Table writes are reduced by a factor of 12
Autovacuum has to maintain 12 times less data
Queries have to search 12 times fewer rows

And our biggest table is now only 25 GB. We can even pg_dump it to a staging box if we wanted to, something we previously thought was a pipe dream.

And most importantly, we know we can grow our company 12x before we have to deal with this problem again. That’s quite a bit of runway.

Features and procedures we thought were history are now possible again. Take the following migration as an example:

ALTER TABLE users ALTER COLUMN id TYPE BIGINT;

On a 300 GB table, it would have taken over 5 minutes and brought down the application with a very loud bang. On a 25 GB table? It would take about 20 seconds, way below our typical 30 seconds Rack::Timeout setting.

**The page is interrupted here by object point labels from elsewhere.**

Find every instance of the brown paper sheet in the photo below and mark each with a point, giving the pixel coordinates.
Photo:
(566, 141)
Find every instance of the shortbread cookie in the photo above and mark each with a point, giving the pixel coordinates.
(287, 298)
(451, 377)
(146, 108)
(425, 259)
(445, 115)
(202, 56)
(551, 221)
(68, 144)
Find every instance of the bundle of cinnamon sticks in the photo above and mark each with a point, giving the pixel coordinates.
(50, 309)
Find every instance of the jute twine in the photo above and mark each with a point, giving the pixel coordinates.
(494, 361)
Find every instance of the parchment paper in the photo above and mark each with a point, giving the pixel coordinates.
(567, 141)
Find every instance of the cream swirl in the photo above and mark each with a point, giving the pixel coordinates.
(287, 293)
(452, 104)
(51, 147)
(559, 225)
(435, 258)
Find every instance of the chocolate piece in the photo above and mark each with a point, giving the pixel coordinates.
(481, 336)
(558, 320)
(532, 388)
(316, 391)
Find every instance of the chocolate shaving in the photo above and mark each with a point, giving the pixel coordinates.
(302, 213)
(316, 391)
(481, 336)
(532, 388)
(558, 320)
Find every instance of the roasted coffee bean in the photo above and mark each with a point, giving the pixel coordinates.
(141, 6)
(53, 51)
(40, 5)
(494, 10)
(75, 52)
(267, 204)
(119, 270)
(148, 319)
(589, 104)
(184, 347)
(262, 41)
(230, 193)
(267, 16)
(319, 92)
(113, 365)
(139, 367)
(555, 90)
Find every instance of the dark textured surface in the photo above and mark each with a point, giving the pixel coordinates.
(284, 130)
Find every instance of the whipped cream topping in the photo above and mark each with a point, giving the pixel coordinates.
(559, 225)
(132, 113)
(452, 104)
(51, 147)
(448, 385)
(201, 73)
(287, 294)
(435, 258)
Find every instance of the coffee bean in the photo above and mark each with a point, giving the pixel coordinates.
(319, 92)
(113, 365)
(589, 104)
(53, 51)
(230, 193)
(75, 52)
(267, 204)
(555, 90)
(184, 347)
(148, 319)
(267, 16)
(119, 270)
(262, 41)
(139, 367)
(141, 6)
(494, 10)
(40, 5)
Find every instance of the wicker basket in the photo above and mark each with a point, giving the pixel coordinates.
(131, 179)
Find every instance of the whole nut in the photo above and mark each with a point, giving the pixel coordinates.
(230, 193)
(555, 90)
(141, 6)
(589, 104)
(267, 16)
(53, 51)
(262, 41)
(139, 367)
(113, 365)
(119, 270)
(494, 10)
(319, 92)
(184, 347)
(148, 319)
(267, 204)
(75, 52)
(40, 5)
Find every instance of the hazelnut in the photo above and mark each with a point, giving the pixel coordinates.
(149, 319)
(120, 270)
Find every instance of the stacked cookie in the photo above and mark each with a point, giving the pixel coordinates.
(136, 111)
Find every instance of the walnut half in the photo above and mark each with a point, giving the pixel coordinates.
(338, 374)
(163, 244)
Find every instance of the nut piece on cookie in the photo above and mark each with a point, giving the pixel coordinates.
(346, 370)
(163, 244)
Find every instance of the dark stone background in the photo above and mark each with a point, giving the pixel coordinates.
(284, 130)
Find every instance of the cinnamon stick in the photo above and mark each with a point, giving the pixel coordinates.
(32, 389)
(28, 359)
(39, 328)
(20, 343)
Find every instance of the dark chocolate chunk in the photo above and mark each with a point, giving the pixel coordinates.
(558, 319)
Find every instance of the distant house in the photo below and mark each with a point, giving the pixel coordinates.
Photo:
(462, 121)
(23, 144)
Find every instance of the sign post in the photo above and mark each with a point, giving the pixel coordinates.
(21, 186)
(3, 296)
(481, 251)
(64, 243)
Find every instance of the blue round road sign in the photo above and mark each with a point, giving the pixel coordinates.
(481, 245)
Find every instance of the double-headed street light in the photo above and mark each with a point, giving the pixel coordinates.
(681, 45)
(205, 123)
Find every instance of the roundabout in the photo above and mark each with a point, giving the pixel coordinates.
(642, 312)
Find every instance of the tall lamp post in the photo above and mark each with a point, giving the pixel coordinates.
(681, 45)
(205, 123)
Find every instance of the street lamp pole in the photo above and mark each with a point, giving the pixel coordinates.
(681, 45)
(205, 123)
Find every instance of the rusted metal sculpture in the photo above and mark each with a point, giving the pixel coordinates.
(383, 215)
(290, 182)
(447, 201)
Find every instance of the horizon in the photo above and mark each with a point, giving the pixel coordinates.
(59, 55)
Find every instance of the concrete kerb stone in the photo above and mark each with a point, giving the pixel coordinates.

Don’t get me wrong, I’m not advocating we should abandon all good sense and engineering principles and let Claude take the wheel. But, the cost of mistakes becomes considerably lower.

We added the wrong column? We can just drop it. There’s 12 times less traffic on the table, so we’ll be able to acquire an exclusive lock without any problems. We backfilled it with wrong data? We can just do it again. After all, it only took a few minutes the first time.

Our Postgres shards are using only five percent of their provisioned capacity and we have plenty of room to build more.

Big data is a choice

The year is 2025 and the times when we had to do things a certain way are, increasingly, in the past. The state of the art in database technology is constantly evolving. Things are getting better. We don’t have to operate large databases anymore.

Looking back at my time at Instacart in 2020, I thought managing 16 TB in a single Postgres instance was cool. Knowing how to tune it while performing middle of the night ninja-like migrations on fragile schemas was something I was proud of.

Today, I know better. Nights are for sleeping and binge-watching For All Mankind, knowing my databases are overprovisioned and scaled horizontally with PgDog.